保守点検業務とは、生産設備の安定的な稼働を担保するために実施する点検やメンテナンスなどの業務領域を指します。企業とは事業活動を通じて製品やサービスを創出し、顧客や消費者に付加価値を提供することで利益を得る組織です。そして、組織としての健全な成長と発展を通じて社会に貢献することが企業の存在意義といえます。

製造業や建設業の事業領域では工作機械や産業機械、電子機器などの活用が不可欠であり、こうした生産設備の安定的な稼働をいかにして担保するかが重要な経営課題です。ものづくり分野に携わる業種にとって生産設備は価値創出の源泉であり、機器に異常や故障が発生した場合、事業活動の継続に支障をきたすのはもちろん、重大な労働災害を招く要因になり得ます。

このような危険や不確実性を最小化するためには、駆動装置や計器類などの稼働状況を定期的に点検し、適宜部品の交換や調整といったメンテナンスを行わなくてはなりません。設定された周期に応じて機器を点検する「時間計画保全」や、機器の故障や部品の劣化具合に応じて対策を講じる「状態監視保全」などを実施し、生産体制の安全性と効率性を確保することが保守点検業務の本質的な役割です。

保守点検業務が抱える問題

ここからは、保守点検業務が抱える問題について見ていきましょう。現在、人材不足や高齢化率の上昇といった社会的背景から、国内のものづくり分野ではさまざまな経営課題が顕在化しています。とくに保守点検や設備保全の業務領域において深刻な経営課題となっているのが以下の2つです。

熟練人材の減少

日本の総人口は2008年の1億2,808万人を頂点として下降の一途を辿っており、さらに総人口に占める高齢者の割合は29.1%と世界で最も高い水準となっています。このような社会的背景からさまざまな業種や分野で人手不足が問題となっており、なかでもその傾向が顕著なのが製造分野です。実際に経済産業省の調査によると、製造業を営む企業の多くが重要な経営課題として「人手不足」を挙げています。

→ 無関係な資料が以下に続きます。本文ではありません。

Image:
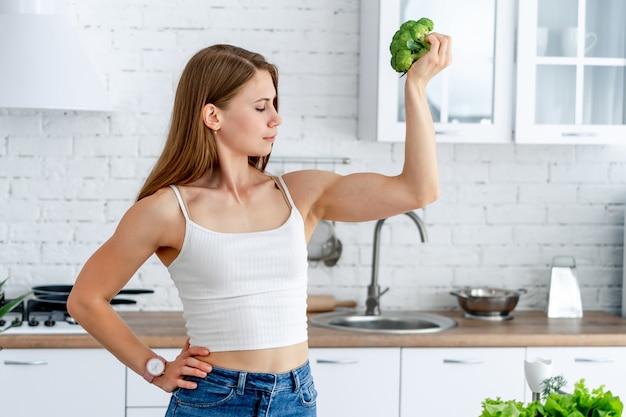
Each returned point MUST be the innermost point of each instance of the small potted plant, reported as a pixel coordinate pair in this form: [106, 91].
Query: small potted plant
[5, 308]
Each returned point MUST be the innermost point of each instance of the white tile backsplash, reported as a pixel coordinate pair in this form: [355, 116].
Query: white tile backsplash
[505, 210]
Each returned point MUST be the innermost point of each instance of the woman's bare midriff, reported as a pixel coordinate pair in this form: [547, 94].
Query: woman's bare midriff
[275, 361]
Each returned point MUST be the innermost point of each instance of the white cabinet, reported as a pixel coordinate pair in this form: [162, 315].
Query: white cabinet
[431, 377]
[571, 71]
[61, 382]
[471, 101]
[143, 399]
[362, 382]
[597, 365]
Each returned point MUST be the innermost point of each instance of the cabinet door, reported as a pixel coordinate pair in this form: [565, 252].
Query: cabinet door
[61, 382]
[432, 377]
[471, 100]
[362, 382]
[571, 71]
[597, 365]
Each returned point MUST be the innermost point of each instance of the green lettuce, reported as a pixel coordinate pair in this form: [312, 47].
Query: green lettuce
[580, 403]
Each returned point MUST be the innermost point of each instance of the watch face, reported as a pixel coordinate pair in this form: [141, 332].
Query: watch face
[155, 366]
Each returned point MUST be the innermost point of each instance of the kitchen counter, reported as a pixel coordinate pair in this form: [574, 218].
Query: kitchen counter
[527, 328]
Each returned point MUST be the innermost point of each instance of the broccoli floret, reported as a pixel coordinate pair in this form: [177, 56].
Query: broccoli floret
[408, 45]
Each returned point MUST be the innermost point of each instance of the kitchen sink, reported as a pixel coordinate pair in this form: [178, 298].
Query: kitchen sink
[396, 322]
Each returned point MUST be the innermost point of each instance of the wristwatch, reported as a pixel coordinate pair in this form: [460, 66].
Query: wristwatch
[154, 367]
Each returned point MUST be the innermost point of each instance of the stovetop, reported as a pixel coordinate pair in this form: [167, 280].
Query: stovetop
[31, 317]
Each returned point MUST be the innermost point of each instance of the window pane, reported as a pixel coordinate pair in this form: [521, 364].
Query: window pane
[463, 93]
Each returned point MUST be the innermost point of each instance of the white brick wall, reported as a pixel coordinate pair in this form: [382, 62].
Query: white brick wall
[504, 212]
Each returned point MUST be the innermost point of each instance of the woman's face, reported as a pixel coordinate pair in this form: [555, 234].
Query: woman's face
[249, 123]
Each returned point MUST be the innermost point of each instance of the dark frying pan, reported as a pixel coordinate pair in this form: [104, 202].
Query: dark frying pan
[59, 301]
[66, 289]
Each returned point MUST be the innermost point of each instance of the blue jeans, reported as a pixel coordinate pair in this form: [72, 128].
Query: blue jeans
[230, 393]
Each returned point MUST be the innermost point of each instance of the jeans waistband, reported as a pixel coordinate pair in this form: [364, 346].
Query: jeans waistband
[269, 382]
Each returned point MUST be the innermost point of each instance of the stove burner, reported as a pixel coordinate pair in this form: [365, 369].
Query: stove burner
[34, 317]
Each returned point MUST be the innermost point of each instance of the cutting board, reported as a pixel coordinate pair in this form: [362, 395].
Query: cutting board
[322, 303]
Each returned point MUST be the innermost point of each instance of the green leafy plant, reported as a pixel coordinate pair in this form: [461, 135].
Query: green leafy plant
[581, 403]
[11, 304]
[408, 44]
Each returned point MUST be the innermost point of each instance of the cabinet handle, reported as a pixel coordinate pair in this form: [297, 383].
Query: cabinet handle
[578, 134]
[594, 360]
[464, 361]
[25, 363]
[338, 361]
[450, 132]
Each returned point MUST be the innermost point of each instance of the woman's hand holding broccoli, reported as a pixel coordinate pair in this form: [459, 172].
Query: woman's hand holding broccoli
[409, 43]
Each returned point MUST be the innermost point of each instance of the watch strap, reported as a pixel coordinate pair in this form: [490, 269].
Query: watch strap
[149, 376]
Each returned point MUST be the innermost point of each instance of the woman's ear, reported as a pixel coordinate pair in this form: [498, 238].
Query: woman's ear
[210, 116]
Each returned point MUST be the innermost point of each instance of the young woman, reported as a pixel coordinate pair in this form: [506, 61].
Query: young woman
[234, 237]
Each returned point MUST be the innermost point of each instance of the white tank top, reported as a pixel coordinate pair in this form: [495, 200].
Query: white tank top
[243, 291]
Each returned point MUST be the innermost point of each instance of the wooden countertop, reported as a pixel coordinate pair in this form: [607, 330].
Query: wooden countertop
[528, 328]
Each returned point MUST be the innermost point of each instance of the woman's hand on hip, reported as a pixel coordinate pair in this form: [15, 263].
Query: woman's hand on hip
[185, 364]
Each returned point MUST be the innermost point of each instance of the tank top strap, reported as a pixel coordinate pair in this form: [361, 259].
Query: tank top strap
[181, 202]
[285, 191]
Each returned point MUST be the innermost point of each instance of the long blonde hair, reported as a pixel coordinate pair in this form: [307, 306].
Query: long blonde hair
[213, 75]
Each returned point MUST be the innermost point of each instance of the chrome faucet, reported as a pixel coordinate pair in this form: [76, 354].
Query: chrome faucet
[372, 304]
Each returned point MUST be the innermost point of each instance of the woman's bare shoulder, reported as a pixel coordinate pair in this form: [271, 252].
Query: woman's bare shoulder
[160, 209]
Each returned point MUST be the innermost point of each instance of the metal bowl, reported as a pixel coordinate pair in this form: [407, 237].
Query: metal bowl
[487, 301]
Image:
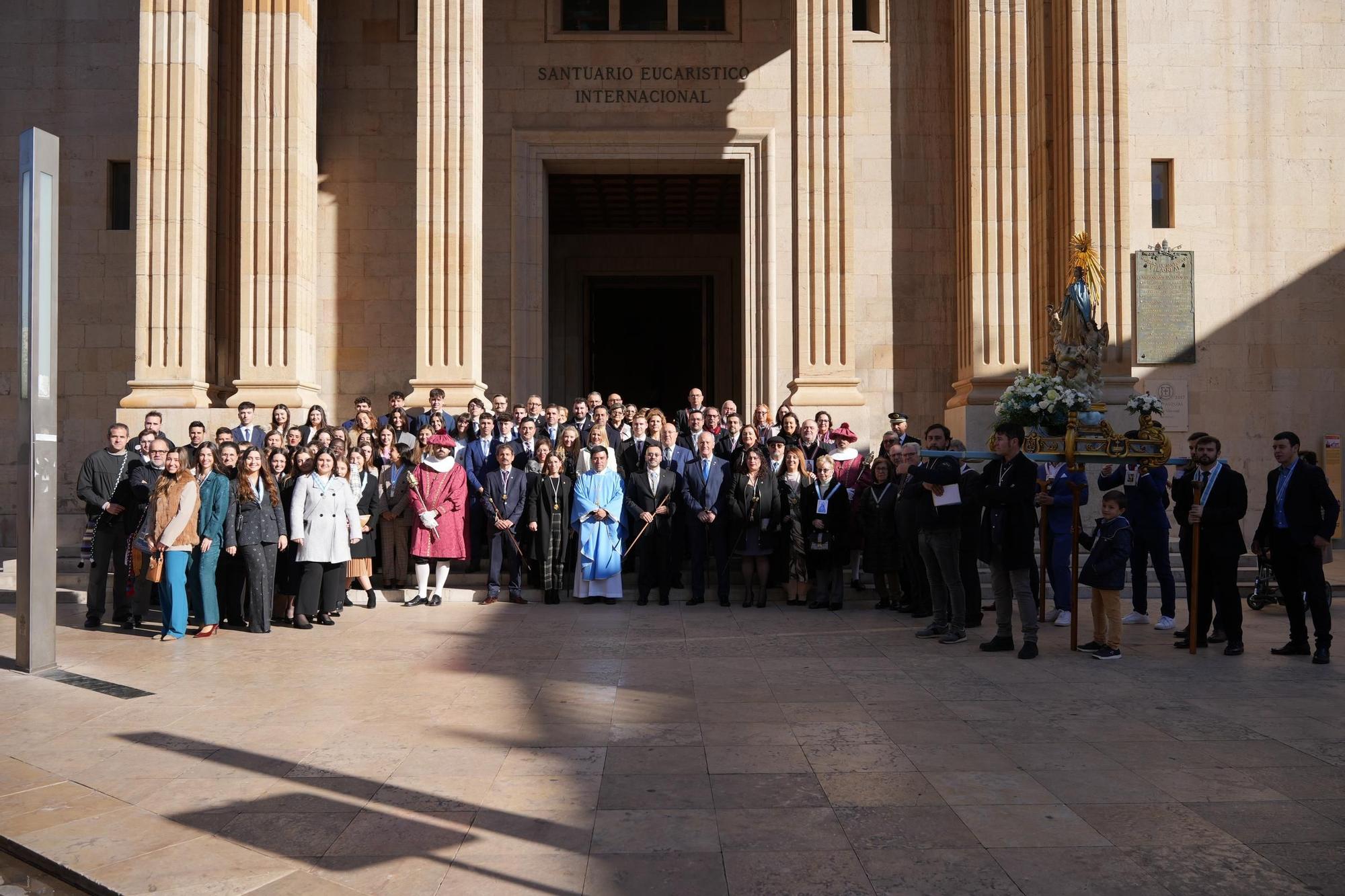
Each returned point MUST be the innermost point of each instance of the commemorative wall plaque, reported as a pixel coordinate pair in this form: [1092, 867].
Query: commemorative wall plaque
[1165, 307]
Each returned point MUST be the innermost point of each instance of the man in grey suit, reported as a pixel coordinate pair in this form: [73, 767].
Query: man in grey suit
[650, 503]
[705, 491]
[245, 432]
[504, 502]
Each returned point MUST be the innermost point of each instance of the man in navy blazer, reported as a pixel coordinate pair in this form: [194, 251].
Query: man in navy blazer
[248, 434]
[1297, 524]
[479, 460]
[1061, 512]
[1147, 493]
[502, 501]
[705, 490]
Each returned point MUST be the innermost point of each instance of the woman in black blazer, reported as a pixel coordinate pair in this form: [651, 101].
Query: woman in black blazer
[755, 518]
[827, 528]
[255, 526]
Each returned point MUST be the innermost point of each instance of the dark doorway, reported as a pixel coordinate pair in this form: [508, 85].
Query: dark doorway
[648, 337]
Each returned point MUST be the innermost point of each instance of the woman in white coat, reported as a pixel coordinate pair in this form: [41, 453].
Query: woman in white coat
[325, 522]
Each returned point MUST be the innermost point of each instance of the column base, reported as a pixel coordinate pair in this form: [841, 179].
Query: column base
[825, 393]
[457, 392]
[167, 393]
[266, 393]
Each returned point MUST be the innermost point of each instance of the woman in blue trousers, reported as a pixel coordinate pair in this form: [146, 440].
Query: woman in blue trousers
[213, 490]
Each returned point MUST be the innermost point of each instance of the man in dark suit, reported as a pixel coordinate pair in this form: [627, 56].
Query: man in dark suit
[696, 401]
[650, 503]
[633, 450]
[504, 501]
[705, 490]
[1008, 530]
[248, 434]
[478, 462]
[1296, 526]
[1147, 495]
[728, 442]
[1215, 498]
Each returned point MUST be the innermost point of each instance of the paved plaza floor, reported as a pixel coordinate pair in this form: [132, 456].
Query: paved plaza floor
[673, 749]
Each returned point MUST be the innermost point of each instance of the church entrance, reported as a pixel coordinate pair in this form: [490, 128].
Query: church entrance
[645, 284]
[648, 337]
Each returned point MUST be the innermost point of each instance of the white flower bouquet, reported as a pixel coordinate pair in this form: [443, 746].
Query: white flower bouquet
[1145, 404]
[1039, 400]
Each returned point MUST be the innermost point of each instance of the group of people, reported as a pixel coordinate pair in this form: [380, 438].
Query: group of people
[275, 524]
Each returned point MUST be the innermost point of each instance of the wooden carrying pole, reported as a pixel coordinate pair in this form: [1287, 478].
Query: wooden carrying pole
[1042, 579]
[1074, 565]
[1194, 616]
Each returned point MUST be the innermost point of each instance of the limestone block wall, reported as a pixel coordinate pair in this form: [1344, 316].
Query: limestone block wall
[71, 69]
[1246, 97]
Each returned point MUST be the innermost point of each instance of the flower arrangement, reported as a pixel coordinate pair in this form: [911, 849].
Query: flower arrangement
[1039, 400]
[1145, 405]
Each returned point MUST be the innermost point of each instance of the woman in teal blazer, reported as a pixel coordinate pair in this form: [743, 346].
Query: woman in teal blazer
[213, 487]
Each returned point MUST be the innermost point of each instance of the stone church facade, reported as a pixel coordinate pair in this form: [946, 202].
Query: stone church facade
[857, 209]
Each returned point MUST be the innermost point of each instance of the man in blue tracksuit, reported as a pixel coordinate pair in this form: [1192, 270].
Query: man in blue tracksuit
[1147, 493]
[1061, 518]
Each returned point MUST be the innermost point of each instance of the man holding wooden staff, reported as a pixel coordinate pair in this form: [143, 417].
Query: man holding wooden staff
[1214, 498]
[650, 505]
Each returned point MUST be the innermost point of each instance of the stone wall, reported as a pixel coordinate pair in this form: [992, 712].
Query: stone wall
[1246, 99]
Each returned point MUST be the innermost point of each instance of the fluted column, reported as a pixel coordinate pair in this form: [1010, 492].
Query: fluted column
[173, 166]
[449, 201]
[824, 354]
[278, 252]
[995, 306]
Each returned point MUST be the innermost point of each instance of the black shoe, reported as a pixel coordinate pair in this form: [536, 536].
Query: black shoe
[997, 643]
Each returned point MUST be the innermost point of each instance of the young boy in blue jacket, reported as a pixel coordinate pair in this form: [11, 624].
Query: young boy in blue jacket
[1105, 571]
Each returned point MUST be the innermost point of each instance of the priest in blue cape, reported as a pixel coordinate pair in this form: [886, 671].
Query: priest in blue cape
[597, 516]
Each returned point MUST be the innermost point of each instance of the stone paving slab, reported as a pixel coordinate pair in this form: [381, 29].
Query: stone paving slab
[672, 749]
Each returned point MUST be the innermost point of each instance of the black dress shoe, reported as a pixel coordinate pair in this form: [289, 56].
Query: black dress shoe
[1292, 649]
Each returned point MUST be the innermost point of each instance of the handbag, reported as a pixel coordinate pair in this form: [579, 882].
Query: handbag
[155, 571]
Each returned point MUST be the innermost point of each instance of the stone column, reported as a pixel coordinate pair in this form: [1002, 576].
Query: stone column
[278, 249]
[449, 201]
[824, 356]
[173, 155]
[995, 304]
[1090, 123]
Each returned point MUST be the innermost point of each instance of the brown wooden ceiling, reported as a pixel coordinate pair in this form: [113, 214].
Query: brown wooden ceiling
[645, 204]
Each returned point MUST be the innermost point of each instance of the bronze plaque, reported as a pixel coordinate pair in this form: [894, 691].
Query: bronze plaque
[1165, 307]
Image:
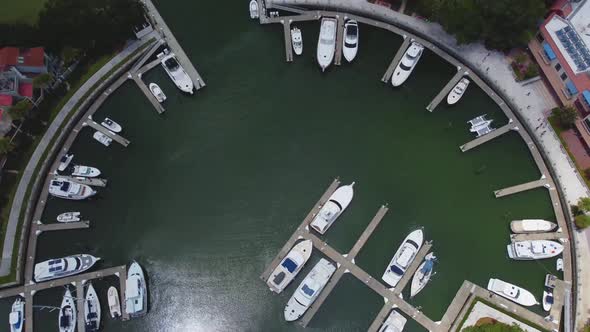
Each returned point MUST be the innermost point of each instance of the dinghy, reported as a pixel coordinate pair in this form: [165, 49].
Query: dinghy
[309, 289]
[67, 313]
[532, 226]
[157, 92]
[297, 40]
[333, 208]
[91, 310]
[404, 256]
[457, 91]
[290, 266]
[423, 274]
[114, 304]
[513, 293]
[69, 217]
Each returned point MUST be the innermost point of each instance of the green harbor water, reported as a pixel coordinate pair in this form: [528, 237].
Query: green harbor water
[207, 193]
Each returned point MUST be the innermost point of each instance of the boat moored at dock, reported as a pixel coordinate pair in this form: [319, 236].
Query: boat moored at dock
[407, 64]
[333, 208]
[290, 266]
[309, 289]
[63, 267]
[512, 292]
[404, 256]
[326, 42]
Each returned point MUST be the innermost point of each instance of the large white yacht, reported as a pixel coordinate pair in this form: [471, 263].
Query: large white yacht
[403, 257]
[534, 249]
[63, 267]
[332, 209]
[326, 42]
[395, 322]
[63, 188]
[406, 65]
[136, 291]
[176, 72]
[290, 266]
[512, 292]
[309, 289]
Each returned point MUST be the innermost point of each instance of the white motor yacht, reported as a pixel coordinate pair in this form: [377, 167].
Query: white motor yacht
[290, 266]
[16, 318]
[63, 267]
[333, 208]
[157, 92]
[102, 138]
[253, 9]
[404, 256]
[395, 322]
[532, 226]
[63, 188]
[297, 40]
[534, 249]
[114, 303]
[111, 125]
[326, 42]
[68, 217]
[458, 91]
[422, 275]
[406, 65]
[309, 289]
[67, 313]
[91, 310]
[513, 293]
[136, 291]
[65, 161]
[85, 171]
[350, 40]
[176, 72]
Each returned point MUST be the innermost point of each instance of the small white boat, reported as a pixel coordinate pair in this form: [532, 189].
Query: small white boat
[547, 300]
[176, 72]
[16, 318]
[102, 138]
[136, 291]
[513, 293]
[157, 92]
[309, 289]
[253, 9]
[297, 40]
[333, 208]
[350, 40]
[67, 313]
[534, 249]
[404, 256]
[422, 275]
[326, 42]
[290, 266]
[68, 217]
[532, 226]
[114, 303]
[111, 125]
[65, 161]
[85, 171]
[91, 310]
[406, 65]
[395, 322]
[63, 188]
[458, 91]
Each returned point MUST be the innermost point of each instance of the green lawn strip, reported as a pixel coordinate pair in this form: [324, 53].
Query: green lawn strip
[518, 318]
[12, 276]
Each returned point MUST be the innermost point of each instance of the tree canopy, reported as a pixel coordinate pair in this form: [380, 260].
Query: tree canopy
[500, 24]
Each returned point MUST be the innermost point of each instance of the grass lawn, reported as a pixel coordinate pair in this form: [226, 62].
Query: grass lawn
[24, 11]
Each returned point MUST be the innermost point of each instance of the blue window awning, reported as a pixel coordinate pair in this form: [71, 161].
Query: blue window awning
[571, 88]
[549, 51]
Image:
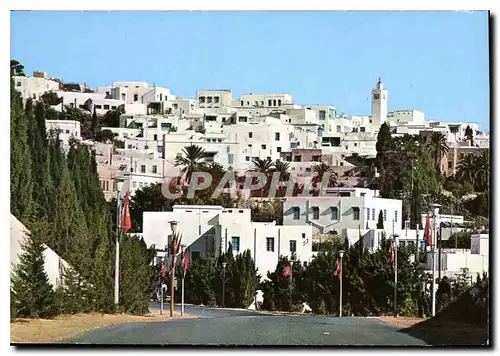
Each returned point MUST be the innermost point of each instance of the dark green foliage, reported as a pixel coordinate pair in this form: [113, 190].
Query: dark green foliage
[205, 278]
[136, 275]
[33, 295]
[21, 185]
[367, 282]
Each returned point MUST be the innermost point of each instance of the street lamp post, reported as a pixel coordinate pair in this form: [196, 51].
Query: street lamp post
[173, 226]
[396, 275]
[341, 253]
[119, 185]
[224, 264]
[182, 288]
[435, 212]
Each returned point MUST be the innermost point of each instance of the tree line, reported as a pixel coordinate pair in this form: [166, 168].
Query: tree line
[55, 193]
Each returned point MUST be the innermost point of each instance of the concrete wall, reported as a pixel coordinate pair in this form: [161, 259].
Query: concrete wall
[53, 263]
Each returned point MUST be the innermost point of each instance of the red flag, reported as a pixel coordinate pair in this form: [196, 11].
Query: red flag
[163, 270]
[125, 222]
[427, 231]
[338, 271]
[177, 245]
[185, 262]
[287, 271]
[391, 254]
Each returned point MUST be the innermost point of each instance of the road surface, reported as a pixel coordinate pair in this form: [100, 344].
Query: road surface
[246, 328]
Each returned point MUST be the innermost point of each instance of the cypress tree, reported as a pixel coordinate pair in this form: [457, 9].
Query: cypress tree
[33, 294]
[21, 185]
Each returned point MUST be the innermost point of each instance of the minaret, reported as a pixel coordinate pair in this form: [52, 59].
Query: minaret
[379, 104]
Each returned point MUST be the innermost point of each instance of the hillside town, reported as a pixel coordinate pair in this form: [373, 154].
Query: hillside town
[395, 181]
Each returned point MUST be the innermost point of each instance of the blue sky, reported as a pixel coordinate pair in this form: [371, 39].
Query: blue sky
[436, 62]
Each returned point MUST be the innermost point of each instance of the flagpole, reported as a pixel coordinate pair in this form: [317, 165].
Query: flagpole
[117, 244]
[395, 275]
[434, 212]
[183, 276]
[341, 252]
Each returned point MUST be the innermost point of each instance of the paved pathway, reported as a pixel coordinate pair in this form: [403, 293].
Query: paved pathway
[241, 327]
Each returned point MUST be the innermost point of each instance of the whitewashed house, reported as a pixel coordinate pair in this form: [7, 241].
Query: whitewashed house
[210, 230]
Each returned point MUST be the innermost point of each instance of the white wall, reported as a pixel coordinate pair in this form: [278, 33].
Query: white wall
[31, 87]
[53, 263]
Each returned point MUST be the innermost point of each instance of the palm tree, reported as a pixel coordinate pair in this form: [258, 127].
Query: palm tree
[437, 148]
[263, 166]
[466, 169]
[193, 161]
[482, 169]
[283, 169]
[322, 169]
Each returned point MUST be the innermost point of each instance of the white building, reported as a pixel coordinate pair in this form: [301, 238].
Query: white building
[33, 87]
[53, 264]
[350, 217]
[67, 129]
[273, 100]
[210, 230]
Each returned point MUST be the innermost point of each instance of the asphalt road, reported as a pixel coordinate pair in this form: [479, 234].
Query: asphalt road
[247, 328]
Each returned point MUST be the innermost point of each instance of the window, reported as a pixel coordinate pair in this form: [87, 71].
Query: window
[334, 212]
[195, 255]
[235, 242]
[355, 212]
[270, 244]
[315, 213]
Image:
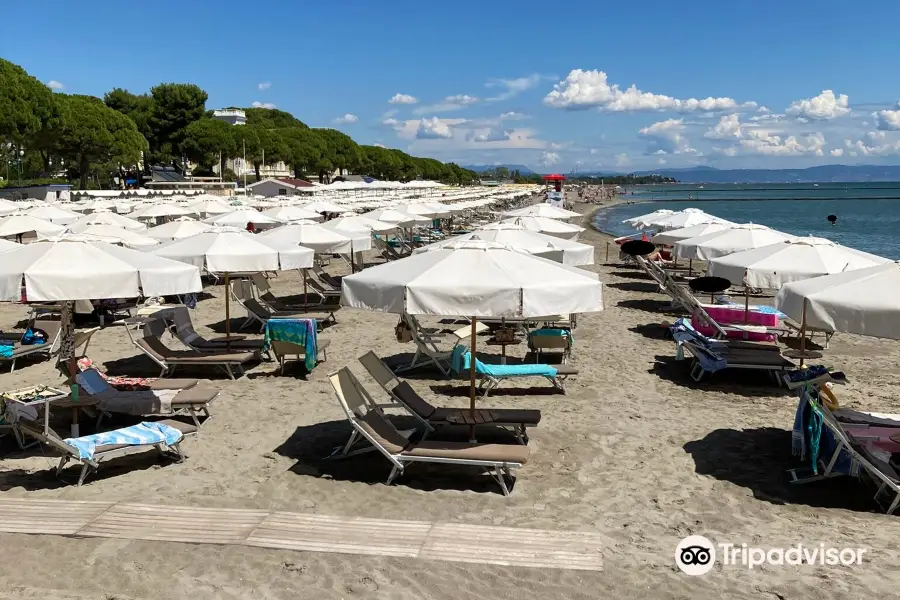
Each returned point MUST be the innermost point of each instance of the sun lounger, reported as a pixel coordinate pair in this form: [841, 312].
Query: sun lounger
[169, 359]
[193, 401]
[49, 326]
[840, 454]
[708, 360]
[498, 460]
[492, 376]
[433, 417]
[163, 436]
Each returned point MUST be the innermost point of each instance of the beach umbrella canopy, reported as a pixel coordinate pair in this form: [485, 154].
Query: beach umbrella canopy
[686, 218]
[311, 235]
[862, 301]
[359, 224]
[21, 224]
[728, 241]
[397, 216]
[178, 229]
[73, 270]
[552, 227]
[324, 206]
[670, 237]
[542, 210]
[240, 218]
[119, 235]
[564, 251]
[107, 218]
[482, 281]
[639, 219]
[292, 213]
[772, 266]
[54, 214]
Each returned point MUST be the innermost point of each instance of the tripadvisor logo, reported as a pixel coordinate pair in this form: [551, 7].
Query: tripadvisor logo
[696, 555]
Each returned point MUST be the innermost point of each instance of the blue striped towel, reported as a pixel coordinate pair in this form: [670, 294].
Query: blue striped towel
[142, 434]
[296, 331]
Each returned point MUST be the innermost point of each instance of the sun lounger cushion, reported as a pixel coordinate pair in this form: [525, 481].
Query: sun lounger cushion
[143, 434]
[502, 453]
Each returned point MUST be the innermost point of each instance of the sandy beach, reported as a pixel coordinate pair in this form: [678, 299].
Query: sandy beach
[636, 452]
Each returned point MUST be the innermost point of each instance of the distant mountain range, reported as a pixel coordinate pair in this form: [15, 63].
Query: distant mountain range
[822, 174]
[482, 168]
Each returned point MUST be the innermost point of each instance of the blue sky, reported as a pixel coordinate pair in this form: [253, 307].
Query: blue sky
[735, 84]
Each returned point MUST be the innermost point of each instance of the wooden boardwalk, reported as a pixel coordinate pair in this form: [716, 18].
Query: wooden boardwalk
[305, 532]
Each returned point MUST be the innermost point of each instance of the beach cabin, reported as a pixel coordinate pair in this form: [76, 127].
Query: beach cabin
[281, 186]
[54, 192]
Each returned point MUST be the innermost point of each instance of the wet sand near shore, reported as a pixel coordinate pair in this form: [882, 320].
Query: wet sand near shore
[636, 452]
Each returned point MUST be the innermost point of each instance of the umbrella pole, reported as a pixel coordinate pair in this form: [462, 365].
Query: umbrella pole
[227, 313]
[802, 333]
[472, 379]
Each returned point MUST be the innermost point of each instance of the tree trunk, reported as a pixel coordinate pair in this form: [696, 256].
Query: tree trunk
[84, 167]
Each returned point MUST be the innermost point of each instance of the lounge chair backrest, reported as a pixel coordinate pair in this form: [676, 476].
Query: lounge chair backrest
[379, 371]
[260, 281]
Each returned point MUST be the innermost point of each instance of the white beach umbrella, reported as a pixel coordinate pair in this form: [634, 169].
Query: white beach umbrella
[71, 270]
[169, 209]
[119, 235]
[240, 218]
[862, 301]
[178, 229]
[107, 218]
[542, 210]
[22, 224]
[397, 216]
[728, 241]
[686, 218]
[670, 237]
[641, 218]
[553, 227]
[292, 213]
[311, 235]
[772, 266]
[564, 251]
[483, 281]
[54, 214]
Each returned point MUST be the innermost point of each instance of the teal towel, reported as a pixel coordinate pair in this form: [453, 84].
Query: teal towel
[296, 331]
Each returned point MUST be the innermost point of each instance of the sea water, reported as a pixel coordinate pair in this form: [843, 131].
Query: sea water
[868, 215]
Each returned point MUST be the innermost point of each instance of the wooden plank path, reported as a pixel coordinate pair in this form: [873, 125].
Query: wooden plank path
[454, 542]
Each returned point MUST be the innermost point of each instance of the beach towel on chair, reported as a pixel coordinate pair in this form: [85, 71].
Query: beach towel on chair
[295, 331]
[142, 434]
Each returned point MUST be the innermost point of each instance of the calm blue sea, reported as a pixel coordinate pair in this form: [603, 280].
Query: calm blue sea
[868, 214]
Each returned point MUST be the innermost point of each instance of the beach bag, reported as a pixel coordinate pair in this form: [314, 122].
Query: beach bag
[402, 332]
[34, 337]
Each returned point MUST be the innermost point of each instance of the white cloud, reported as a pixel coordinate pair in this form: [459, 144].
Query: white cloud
[448, 104]
[728, 127]
[403, 99]
[825, 106]
[346, 119]
[666, 137]
[513, 87]
[591, 89]
[887, 120]
[550, 158]
[766, 142]
[433, 129]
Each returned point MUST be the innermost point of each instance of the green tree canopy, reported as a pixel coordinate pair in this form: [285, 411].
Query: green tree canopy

また、製造分野は若年者の入職者数が減少傾向にあり、就業者の高齢化が年々進みつつあるのも大きな問題です。基本的に製造業は高度な技術と深い知識が求められる業種であり、とくに生産設備の保守点検は属人的な業務の代表格といえます。ところが、経験豊富な熟練工が定年を迎えるなか、若年者の入職者数が減少しているため、技術継承が困難になっている企業が少なくありません。

故障時に長いメンテナンス時間が必要

冒頭で述べたように、製造業のようなものづくり産業にとって生産設備は付加価値を創出する源泉です。工作機械や産業機械に異常が発生すれば製造ラインを停止せざるを得なくなり、復旧するまでに相応の時間や人的資源などのコストを必要とします。生産設備の復旧に時間を要するほど生産性の低下や機会損失、そして収益性の低下につながるでしょう。

とくに近年はテクノロジーの進歩に伴って市場の変化が加速しており、製品や技術のライフサイクルが短縮化していく傾向にあります。このような時代のなかで企業が競争優位性を確立するためには、工作機械や産業機械の故障を最小化するとともに、インシデント発生時に迅速かつ的確に対応できる生産体制を構築しなくてはなりません。生産設備の停止による影響が年々大きくなっているため、製造分野全体でリードタイムをいかに短縮化するかが重要課題となっています。

保守点検業務を進化させるIoT

製造分野は人材不足や若手入職者の減少、就業者の高齢化といった深刻な経営課題を抱えているものの、その一方で大きな飛躍が期待されている業種でもあります。その背景にあるのがIoTやAIなどの技術革新による「第4次産業革命」です。とくに製造分野ではこうした技術革新の導入が進んでおり、IoTやAIと生産施設が融合した「スマートファクトリー」を推進する企業が増加傾向にあります。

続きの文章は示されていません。